Ceux qui ont vu le message de Greta Thunberg retransmis sur les chaînes de télévision du monde seront sans doute partagés. Comment cette gamine renfrognée peut-elle parler ainsi à des chefs d’État, à des adultes ? Certains pourront même se dire in peto –et surtout pas trop fort– : si j’étais ses parents, je lui donnerais une bonne correction et la ramènerais à l’école qu’elle le veuille ou pas.  Non mais, dans quel monde vivons-nous ?! « C’est aux adultes de sauver le monde qui vient, pas aux enfants«  s’enflamme le philosophe-ancien ministre-star des plateaux Luc Ferry.

D’autres, au contraire, regarderont ce message, sidérés et émus par une telle marque de courage et de passion chez un être aussi jeune et apparemment si fragile. Aucun ne restera indifférent, sans comprendre vraiment pourquoi. Car ce cri est beaucoup plus qu’un coup de colère ou un effet de tribune. Il est le cri d’une génération contre celle qui l’a précédée. Des jeunes donnent la leçon aux anciens et leur reprochent le monde qu’ils leur laissent. En ce sens, cette inversion du sens des choses est sans doute inédite dans l’histoire des hommes.

Cinq mille villes, 160 pays, des millions de jeunes descendus, ensemble, le même jour, aux quatre coins du monde, dans la rue. Avec les mêmes mots à la bouche : le climat, la planète, la vie, scandés dans toutes les langues. Une insurrection générationnelle la plupart du temps bon enfant, mais solidement déterminée à se faire entendre. Que disent-ils ? Qu’ils s’inquiètent du monde que les adultes ont détruit et continuent de détruire. La progéniture se mobilise pour prendre soin d’un monde que les adultes s’avèrent incapables de respecter et protéger. Une inversion du sens des responsabilités et de la notion même de protection. Toutes les espèces animales adultes possèdent l’instinct de protéger leur progéniture ; jamais ou quasiment jamais l’inverse.

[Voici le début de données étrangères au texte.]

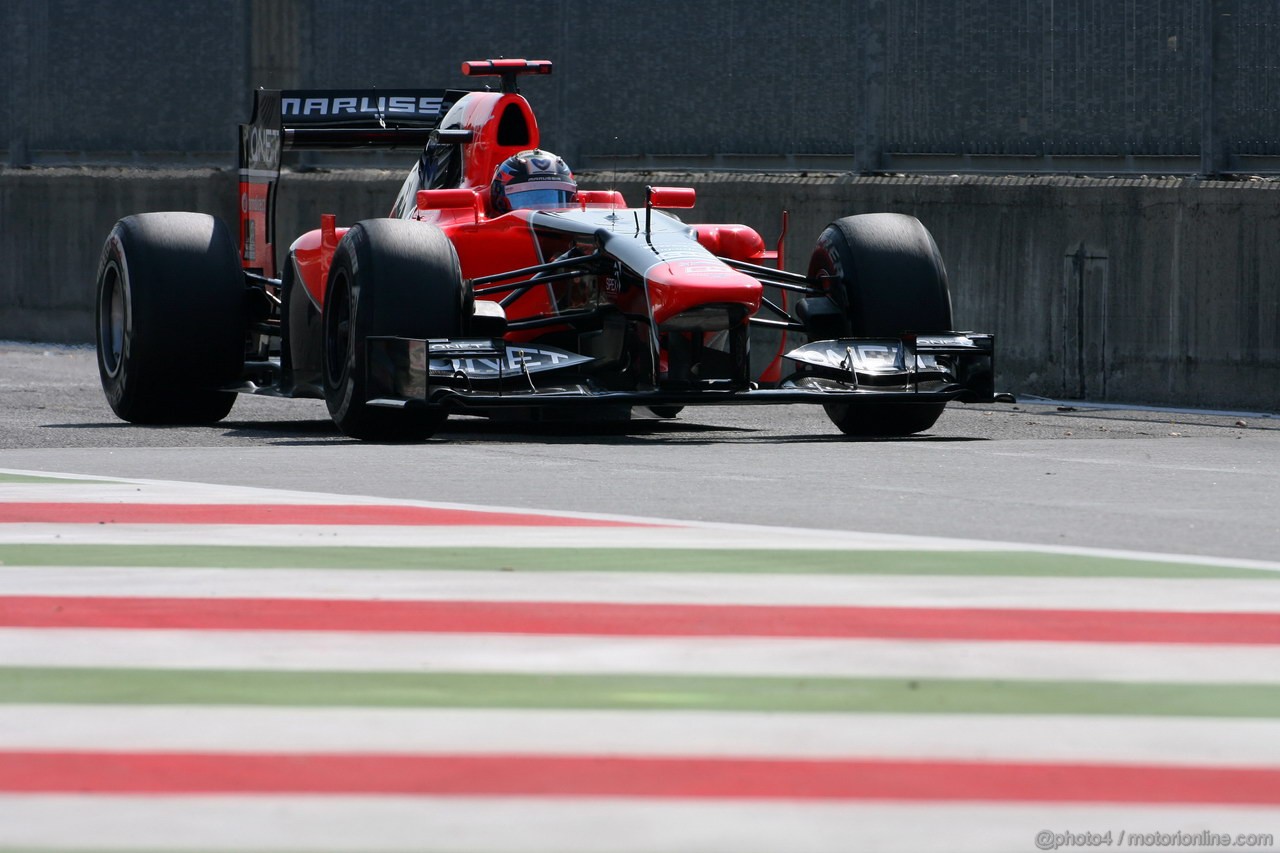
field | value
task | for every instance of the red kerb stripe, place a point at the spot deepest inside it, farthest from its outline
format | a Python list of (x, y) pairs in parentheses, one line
[(639, 620), (105, 772)]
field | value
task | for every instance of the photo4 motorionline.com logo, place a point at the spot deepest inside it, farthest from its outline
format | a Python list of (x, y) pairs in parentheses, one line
[(1051, 840)]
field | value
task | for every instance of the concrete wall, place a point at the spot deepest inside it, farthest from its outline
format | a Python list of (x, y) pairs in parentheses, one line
[(1137, 291), (97, 81)]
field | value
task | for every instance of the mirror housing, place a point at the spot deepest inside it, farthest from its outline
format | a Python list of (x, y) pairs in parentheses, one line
[(671, 197), (446, 199)]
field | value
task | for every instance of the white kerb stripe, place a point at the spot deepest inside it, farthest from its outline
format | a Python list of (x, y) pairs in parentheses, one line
[(780, 657), (1023, 738)]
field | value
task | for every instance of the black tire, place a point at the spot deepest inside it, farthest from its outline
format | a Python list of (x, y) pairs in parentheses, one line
[(170, 318), (394, 278), (886, 274)]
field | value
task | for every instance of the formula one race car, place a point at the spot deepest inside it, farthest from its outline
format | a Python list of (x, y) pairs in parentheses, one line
[(496, 286)]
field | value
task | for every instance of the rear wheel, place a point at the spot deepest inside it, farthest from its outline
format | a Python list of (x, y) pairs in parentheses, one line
[(886, 274), (389, 278), (170, 318)]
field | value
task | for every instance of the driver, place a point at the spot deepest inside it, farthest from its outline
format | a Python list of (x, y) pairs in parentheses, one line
[(531, 179)]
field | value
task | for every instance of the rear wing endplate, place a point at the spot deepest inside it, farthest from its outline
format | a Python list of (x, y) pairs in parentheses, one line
[(320, 119)]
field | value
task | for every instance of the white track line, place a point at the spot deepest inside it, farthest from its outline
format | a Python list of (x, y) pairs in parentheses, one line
[(339, 651), (717, 534), (1024, 738), (583, 825), (653, 588), (466, 536)]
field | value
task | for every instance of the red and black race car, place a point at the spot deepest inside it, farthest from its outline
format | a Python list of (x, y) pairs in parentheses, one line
[(497, 284)]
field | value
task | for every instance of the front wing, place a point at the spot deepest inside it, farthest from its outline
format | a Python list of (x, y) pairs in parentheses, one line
[(483, 374)]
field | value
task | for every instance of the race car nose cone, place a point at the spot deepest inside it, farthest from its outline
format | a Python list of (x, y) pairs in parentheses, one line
[(681, 286)]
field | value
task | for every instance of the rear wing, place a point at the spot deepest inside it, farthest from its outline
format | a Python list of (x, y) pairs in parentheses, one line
[(320, 119)]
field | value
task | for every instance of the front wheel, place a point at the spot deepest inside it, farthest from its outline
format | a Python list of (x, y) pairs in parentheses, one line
[(170, 318), (389, 278), (886, 274)]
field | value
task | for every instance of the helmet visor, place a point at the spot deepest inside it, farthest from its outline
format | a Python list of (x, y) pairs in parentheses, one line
[(539, 195)]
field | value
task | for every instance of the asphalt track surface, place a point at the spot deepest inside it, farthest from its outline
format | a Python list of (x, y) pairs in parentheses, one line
[(210, 641), (1037, 471)]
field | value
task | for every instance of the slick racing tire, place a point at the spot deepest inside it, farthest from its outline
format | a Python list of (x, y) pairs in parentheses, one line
[(389, 278), (886, 274), (170, 318)]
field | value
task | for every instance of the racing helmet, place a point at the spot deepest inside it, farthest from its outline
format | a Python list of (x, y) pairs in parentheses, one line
[(529, 179)]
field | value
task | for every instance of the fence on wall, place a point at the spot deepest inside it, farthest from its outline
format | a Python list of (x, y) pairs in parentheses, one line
[(1082, 86)]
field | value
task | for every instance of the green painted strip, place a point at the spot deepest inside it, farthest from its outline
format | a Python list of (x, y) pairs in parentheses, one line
[(28, 685), (1027, 564)]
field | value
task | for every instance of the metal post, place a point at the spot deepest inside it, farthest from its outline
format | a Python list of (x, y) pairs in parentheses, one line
[(869, 140), (1216, 60)]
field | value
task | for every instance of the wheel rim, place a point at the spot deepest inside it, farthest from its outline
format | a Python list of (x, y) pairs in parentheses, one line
[(113, 319), (337, 332)]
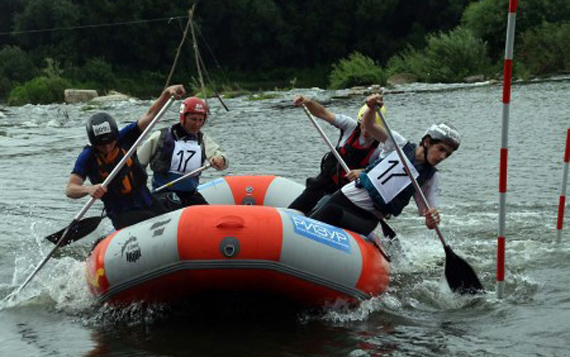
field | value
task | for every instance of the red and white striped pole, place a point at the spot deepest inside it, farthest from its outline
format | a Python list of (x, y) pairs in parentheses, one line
[(507, 80), (562, 201)]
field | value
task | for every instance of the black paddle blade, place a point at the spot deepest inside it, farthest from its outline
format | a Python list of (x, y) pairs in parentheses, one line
[(77, 231), (460, 276)]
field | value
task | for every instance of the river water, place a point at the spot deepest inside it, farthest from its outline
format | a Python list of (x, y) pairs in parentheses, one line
[(418, 316)]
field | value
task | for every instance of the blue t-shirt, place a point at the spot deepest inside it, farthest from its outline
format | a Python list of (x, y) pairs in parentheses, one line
[(86, 167)]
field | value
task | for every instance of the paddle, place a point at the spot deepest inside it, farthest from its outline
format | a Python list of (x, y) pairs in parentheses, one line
[(189, 174), (76, 231), (460, 276), (76, 221), (326, 139)]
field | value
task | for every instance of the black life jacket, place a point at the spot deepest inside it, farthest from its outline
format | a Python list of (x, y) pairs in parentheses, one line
[(131, 178), (354, 155)]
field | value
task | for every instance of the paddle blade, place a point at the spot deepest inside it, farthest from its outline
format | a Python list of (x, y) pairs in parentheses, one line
[(77, 231), (460, 276)]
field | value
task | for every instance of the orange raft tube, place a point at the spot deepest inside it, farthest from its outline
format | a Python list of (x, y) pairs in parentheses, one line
[(237, 248)]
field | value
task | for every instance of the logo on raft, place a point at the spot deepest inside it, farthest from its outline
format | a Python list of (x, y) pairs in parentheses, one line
[(321, 232), (131, 250)]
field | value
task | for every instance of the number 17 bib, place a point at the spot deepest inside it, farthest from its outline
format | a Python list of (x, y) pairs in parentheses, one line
[(389, 176)]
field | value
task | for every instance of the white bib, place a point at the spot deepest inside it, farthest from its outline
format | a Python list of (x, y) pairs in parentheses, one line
[(187, 156), (389, 176)]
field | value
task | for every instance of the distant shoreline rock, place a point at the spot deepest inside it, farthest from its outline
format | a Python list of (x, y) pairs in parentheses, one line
[(79, 95), (86, 95)]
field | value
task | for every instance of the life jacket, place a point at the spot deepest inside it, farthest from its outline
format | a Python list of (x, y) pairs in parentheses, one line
[(127, 190), (161, 160), (354, 155), (397, 204)]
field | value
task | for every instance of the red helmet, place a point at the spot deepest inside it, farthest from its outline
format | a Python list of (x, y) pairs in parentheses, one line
[(193, 105)]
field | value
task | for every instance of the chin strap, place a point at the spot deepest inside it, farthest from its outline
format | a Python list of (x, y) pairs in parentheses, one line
[(425, 154)]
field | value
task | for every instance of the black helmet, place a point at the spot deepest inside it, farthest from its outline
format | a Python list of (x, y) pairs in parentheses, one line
[(444, 132), (102, 129)]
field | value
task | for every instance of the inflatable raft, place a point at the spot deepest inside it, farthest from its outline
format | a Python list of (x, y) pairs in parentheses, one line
[(237, 244)]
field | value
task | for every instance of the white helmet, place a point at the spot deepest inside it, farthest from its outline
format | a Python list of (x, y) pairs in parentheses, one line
[(444, 132)]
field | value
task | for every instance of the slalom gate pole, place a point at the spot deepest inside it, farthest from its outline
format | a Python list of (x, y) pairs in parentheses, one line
[(507, 81), (562, 200)]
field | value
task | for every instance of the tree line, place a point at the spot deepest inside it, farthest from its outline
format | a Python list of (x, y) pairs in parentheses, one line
[(132, 44)]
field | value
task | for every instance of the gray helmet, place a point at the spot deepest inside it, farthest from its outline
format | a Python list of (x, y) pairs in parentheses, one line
[(444, 132), (101, 129)]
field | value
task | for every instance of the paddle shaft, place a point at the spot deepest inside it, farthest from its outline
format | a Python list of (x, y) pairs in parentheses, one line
[(412, 178), (191, 173), (105, 183), (326, 139)]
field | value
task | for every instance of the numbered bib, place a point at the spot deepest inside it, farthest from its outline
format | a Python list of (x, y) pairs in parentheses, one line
[(389, 176), (187, 156)]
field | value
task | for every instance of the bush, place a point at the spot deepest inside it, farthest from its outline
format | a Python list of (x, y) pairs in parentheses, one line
[(15, 67), (544, 50), (356, 70), (447, 58), (40, 90)]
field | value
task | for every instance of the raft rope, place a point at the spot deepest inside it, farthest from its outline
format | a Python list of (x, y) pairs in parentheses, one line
[(70, 28), (507, 81), (562, 200)]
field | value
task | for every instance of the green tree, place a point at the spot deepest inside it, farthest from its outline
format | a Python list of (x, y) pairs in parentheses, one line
[(544, 49), (15, 67), (448, 57)]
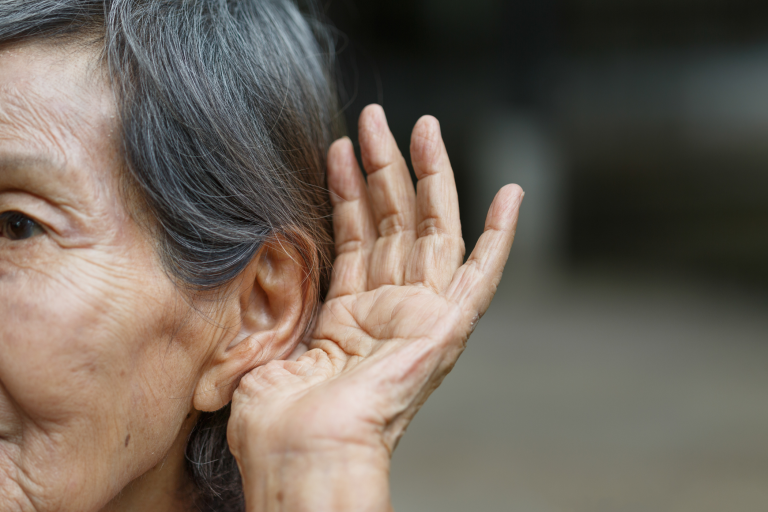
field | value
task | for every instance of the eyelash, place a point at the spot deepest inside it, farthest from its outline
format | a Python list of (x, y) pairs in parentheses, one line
[(16, 226)]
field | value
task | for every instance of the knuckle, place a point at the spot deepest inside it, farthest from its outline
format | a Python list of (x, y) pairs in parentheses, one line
[(392, 224)]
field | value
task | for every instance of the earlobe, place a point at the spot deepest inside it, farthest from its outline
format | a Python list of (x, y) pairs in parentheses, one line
[(274, 304)]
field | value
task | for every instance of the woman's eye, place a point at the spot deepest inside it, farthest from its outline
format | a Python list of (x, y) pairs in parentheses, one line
[(17, 226)]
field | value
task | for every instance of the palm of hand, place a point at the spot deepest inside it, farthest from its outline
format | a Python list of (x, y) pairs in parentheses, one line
[(400, 309)]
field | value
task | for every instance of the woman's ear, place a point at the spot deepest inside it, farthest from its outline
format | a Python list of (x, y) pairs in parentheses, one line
[(274, 301)]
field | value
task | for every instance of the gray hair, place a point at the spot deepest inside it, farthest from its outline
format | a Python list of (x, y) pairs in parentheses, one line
[(227, 108)]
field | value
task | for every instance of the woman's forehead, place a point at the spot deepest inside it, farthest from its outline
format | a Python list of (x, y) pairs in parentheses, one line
[(55, 109)]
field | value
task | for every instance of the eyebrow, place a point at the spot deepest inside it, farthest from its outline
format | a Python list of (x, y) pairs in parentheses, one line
[(36, 173)]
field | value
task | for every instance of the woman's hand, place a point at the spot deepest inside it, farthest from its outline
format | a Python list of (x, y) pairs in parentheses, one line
[(316, 432)]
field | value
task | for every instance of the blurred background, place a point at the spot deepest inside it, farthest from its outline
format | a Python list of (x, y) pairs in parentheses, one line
[(624, 363)]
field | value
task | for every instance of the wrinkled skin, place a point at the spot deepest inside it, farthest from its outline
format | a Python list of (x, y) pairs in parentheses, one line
[(105, 363), (316, 432), (95, 354)]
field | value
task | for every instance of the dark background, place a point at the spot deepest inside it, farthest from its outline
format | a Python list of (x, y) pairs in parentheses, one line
[(657, 111), (624, 363)]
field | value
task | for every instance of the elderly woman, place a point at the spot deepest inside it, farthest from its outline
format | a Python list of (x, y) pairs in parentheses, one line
[(171, 336)]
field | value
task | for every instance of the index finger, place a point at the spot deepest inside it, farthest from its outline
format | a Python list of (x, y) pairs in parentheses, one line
[(474, 284)]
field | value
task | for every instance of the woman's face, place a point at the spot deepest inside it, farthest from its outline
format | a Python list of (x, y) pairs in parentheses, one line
[(99, 354)]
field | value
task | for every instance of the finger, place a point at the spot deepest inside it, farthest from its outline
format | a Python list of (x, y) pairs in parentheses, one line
[(476, 281), (392, 198), (353, 227), (439, 248)]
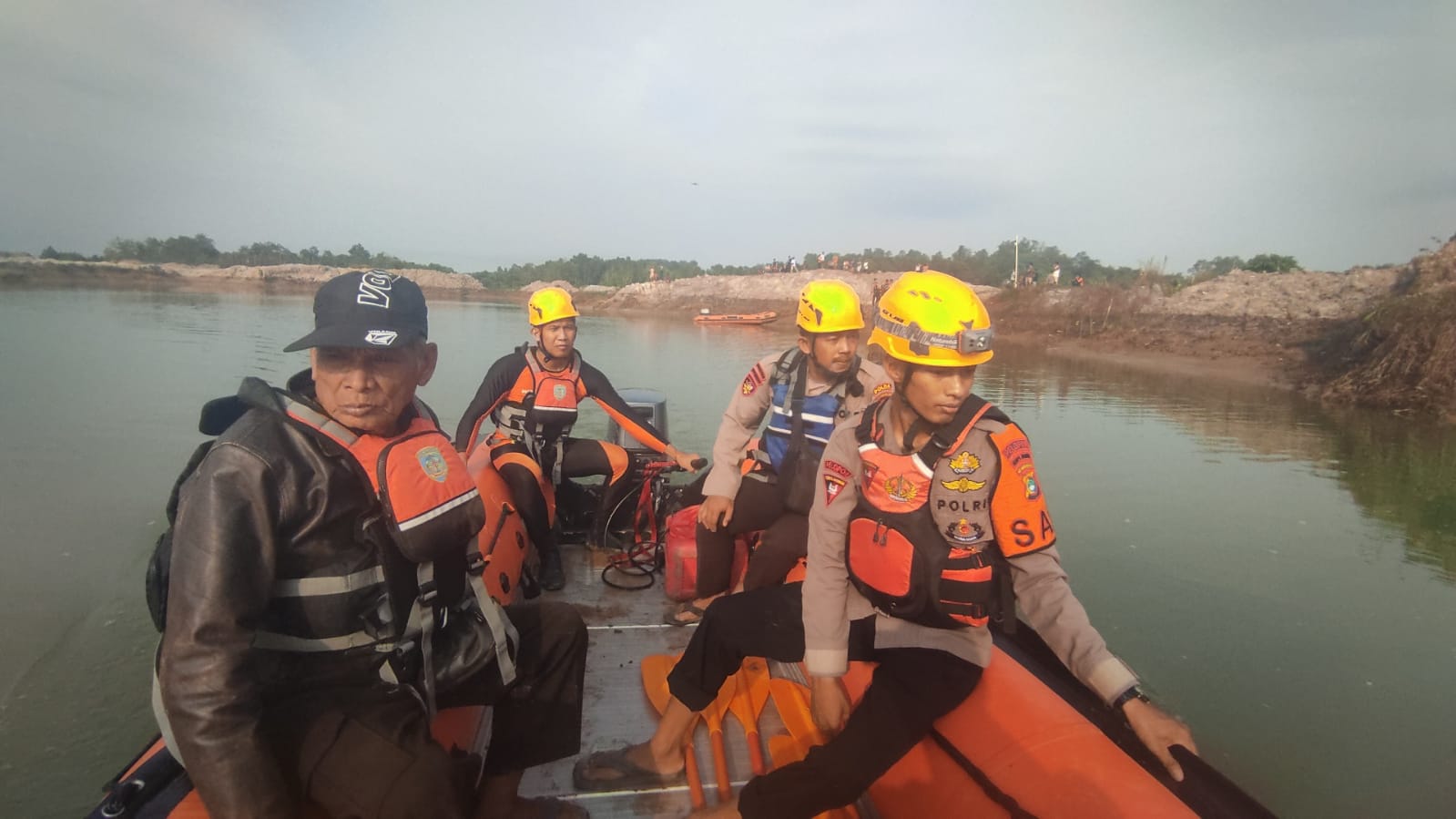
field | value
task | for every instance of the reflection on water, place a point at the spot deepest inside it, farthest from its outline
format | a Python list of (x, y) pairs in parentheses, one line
[(1400, 471), (1280, 575)]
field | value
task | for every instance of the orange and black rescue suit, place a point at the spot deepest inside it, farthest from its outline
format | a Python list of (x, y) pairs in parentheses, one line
[(534, 410)]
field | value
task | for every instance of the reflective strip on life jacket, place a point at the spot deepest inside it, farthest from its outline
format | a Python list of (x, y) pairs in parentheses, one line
[(819, 413), (439, 510), (897, 556), (418, 480)]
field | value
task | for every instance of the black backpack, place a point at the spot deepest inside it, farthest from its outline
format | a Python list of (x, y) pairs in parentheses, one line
[(218, 415)]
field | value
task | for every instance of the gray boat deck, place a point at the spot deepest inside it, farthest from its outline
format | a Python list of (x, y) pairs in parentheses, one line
[(624, 629)]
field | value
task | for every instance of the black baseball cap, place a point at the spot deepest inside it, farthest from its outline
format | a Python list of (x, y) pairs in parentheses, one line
[(366, 309)]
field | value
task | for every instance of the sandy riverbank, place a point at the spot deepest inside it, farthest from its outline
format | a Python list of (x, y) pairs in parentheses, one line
[(1298, 330)]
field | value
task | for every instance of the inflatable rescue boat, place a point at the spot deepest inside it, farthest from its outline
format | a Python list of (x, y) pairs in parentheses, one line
[(737, 318), (1031, 741)]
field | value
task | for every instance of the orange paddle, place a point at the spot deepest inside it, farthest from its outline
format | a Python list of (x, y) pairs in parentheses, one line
[(714, 716), (748, 702), (792, 701), (654, 681)]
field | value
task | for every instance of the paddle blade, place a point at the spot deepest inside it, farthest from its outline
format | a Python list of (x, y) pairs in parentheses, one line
[(654, 680), (784, 750), (792, 701), (714, 716), (748, 716), (755, 677)]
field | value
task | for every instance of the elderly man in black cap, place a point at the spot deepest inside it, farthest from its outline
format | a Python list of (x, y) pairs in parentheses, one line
[(311, 563)]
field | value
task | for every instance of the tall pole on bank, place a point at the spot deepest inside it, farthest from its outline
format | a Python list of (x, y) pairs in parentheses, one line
[(1015, 262)]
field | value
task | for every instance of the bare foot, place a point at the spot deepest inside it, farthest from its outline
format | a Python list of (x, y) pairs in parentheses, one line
[(726, 811), (642, 757)]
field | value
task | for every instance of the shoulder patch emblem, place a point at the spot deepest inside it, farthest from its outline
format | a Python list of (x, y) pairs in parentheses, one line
[(433, 464), (1018, 454), (901, 488), (831, 488), (753, 379)]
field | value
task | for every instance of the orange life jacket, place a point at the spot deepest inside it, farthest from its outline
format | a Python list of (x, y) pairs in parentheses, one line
[(432, 506), (545, 407), (947, 576)]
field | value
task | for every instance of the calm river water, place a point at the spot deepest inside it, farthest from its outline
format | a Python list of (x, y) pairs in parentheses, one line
[(1280, 575)]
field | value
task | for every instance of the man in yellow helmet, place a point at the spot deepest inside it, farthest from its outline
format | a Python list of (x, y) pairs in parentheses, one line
[(532, 396), (906, 560), (804, 393)]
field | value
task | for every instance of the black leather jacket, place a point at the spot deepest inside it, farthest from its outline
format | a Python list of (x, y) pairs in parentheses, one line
[(267, 502)]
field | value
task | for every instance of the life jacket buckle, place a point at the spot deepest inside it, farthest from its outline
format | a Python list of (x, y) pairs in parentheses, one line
[(475, 564)]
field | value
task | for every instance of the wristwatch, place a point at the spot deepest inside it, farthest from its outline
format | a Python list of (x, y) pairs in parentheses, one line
[(1127, 697)]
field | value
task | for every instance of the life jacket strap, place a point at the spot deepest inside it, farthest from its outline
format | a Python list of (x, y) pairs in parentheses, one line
[(274, 641), (321, 586)]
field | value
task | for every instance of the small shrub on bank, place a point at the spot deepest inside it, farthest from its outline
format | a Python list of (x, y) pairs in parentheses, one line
[(1402, 354)]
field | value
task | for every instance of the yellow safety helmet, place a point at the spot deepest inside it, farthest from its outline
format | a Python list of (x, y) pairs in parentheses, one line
[(935, 320), (829, 305), (548, 305)]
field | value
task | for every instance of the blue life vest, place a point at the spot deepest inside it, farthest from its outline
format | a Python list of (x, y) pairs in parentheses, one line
[(820, 411)]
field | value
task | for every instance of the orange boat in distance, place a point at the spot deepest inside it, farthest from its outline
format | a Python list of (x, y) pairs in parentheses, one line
[(736, 318)]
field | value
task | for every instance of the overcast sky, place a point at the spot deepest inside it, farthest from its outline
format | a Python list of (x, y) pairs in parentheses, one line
[(485, 133)]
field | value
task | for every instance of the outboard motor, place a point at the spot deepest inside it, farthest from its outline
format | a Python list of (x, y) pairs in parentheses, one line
[(647, 404)]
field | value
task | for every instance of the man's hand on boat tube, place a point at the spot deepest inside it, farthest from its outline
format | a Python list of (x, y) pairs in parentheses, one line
[(1159, 731), (712, 509), (829, 704), (689, 461)]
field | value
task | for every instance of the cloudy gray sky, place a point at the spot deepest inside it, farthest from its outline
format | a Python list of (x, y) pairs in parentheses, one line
[(484, 133)]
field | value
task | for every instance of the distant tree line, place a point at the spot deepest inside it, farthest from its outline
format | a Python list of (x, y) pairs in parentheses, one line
[(199, 250), (583, 270), (1205, 270), (979, 267)]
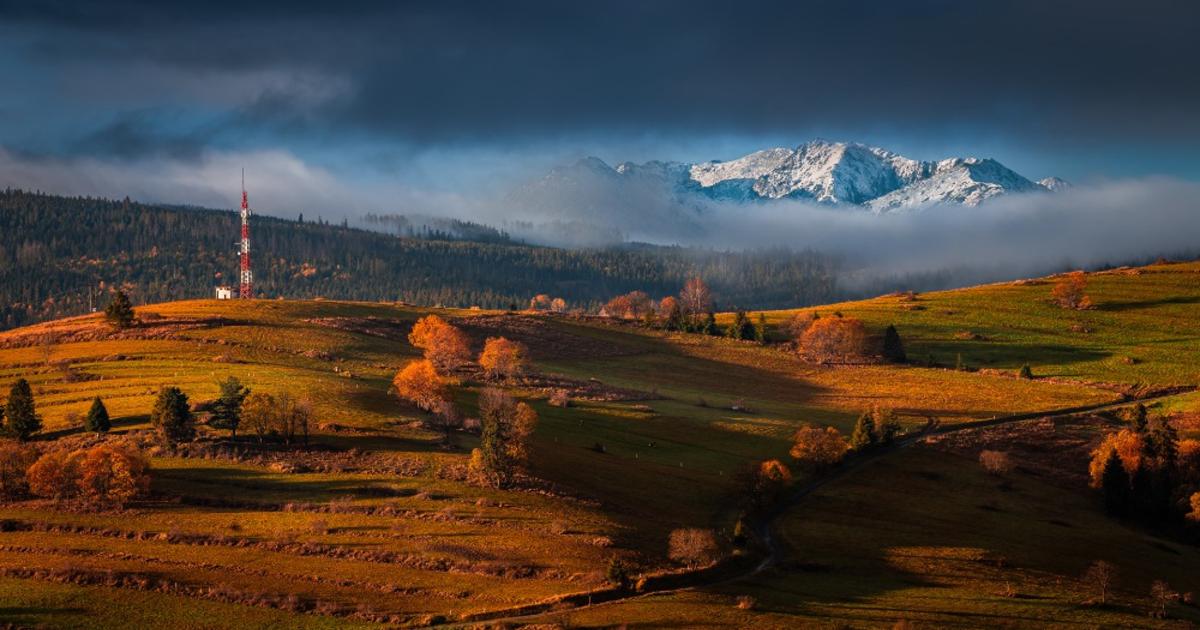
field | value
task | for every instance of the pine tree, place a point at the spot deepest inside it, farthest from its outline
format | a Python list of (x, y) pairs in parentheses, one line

Le cri de Greta et des jeunes qu’elle inspire est à écouter car il remet en question l’adulte que nous devrions être.

Greta Thunberg est apparue soudainement sur la scène médiatique en août 2018. A quinze ans, elle haranguait les élus suédois, dans leur Parlement, contre l’inaction climatique. « Vous, les adultes, vous vous foutez de mon avenir » criait-elle déjà. « Quel est l’intérêt d’aller à l’école s’il n’y en a pas demain ? » ; une question que beaucoup entendirent. Son idée de grève des enfants pour le climat va être suivie partout. Des millions de jeunes vont relayer son message et porter sa parole. Des Greta vont apparaître, telles des générations spontanées, de toutes les couleurs et de tous les pays. Des enfants qui interpellent les adultes mais surtout des enfants et des adolescents qui comprennent soudain que le monde est gouverné par des adultes et que ces adultes ont pour visage des Trump, des Bolsonaro, des Erdogan… Des adultes qui affirment que le changement climatique est un canular ou un complot marxiste. Des adultes qui promettent mais ne respectent pas leurs engagements. Des adultes entravés par des poids, des contraintes économiques de courts termes et des calculs financiers alambiqués. Des adultes qui ne sont tout simplement pas à la hauteur des enjeux. Or ce sont ces adultes qui contrôlent le monde. Et il y a de quoi s’inquiéter.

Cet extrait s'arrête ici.